Wildcats athletics director Mitch Barnhart made the announcement late Tuesday, ending speculation that the school might attempt to cut its ties with the 65-year-old Calipari. Had Kentucky fired Calipari, he would have been owed a buyout of more than $30 million.
Despite another early exit from the NCAA tournament, John Calipari will return for a 16th season as head basketball coach at Kentucky.
“As we normally do at the end of every season, Coach Calipari and I have had conversations about the direction of our men’s basketball program and I can confirm that he will return for his 16th season as our head coach,” Barnhart
wrote on X, the social media platform formerly known as Twitter.
Calipari is 410-122 in 15 seasons at Kentucky, and is among the highest-paid coaches in college basketball at more than $8.5 million per year. However, the Wildcats have won just one NCAA tournament game since 2019, and have not reached a Final Four in nine years.
Kentucky has endured two first-round NCAA tournament losses to double-digit seeds in the last three seasons, falling to No. 15 St. Peter’s as a No. 2 seed in 2022 and to No. 14 Oakland as a 3 this year. A first-round victory over No. 11 Providence in 2023 is the Wildcats’ lone NCAA tournament win in the last five years.
Long the dominant program in the SEC, Kentucky has been challenged and perhaps surpassed by the likes of Tennessee, Alabama and Auburn in recent years. The Wildcats have not won the SEC regular-season title since 2020 and have not won the conference tournament — an event they ruled to an almost-comical level for decades — since 2018.
Talent has not been the problem, as Kentucky routinely finishes among the Top 5 nationally in recruiting each year and is expected to have two and possibly three players selected in the first round of this summer’s NBA draft. Freshman guards Reed Sheppard and Rob Dillingham are near-locks to be Top 10 picks should they enter the draft, while senior guard Antonio Reeves is expected to go somewhere from 20-30.

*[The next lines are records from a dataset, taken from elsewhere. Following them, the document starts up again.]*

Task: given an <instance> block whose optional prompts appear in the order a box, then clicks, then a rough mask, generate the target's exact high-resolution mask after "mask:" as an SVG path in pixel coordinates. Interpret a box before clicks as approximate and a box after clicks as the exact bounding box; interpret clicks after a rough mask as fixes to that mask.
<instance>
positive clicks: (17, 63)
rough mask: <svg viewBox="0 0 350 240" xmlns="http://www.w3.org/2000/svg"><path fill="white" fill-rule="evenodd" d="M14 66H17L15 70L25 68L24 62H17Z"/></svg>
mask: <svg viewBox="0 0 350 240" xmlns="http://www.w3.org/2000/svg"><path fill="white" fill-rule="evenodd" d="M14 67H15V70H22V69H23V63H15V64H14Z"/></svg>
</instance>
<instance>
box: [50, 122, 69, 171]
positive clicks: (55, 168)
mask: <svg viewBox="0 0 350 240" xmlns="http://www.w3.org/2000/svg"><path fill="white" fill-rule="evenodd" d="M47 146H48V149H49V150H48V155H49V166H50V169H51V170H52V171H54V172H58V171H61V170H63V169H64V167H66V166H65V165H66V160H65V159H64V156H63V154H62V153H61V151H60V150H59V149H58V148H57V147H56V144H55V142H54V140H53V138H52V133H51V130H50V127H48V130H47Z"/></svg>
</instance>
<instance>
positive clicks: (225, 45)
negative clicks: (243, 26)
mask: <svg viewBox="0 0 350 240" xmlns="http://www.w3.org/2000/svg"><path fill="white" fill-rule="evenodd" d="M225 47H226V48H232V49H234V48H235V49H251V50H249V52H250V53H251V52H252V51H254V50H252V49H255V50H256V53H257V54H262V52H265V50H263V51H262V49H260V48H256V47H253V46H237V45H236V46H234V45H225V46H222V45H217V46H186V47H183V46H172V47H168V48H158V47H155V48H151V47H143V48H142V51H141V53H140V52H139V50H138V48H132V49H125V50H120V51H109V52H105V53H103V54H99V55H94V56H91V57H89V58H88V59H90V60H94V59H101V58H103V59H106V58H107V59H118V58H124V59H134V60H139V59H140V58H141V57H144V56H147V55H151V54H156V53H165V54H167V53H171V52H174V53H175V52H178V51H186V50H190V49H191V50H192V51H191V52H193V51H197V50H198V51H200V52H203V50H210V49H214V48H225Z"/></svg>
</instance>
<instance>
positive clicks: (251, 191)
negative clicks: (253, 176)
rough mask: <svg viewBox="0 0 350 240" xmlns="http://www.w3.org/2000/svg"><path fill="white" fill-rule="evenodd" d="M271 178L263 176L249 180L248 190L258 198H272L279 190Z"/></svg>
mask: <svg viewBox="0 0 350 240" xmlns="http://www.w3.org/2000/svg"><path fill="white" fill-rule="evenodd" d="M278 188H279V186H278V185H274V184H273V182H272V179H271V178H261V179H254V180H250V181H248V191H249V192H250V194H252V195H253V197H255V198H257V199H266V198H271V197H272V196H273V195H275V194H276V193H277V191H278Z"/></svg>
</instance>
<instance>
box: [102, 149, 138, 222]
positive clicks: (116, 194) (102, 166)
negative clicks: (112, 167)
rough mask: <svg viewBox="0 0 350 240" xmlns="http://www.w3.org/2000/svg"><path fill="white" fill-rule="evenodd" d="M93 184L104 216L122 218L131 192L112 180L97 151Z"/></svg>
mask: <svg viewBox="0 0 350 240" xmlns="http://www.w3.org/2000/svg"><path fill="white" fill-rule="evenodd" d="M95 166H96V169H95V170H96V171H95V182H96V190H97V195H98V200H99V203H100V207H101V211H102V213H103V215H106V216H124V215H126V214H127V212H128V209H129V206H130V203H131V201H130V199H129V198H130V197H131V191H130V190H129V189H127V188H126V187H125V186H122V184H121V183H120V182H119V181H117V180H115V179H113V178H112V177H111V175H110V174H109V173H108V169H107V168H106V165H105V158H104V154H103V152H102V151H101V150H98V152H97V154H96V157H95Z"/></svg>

Calipari said on his season-ending radio show Monday night that he’s confident he can rebuild his roster through both traditional development and the transfer portal.
“We’ve just got to get the right transfer,” Calipari said, via The Associated Press. “We’ve got to keep coaching these young kids. We’ve probably got to use the summer a little bit different because of where this has all gone. We’ve got to get more physicality, more time in the weight room. … But on top of that, we’ve got to first of all see who’s going to be here from this roster. And who won’t be here.”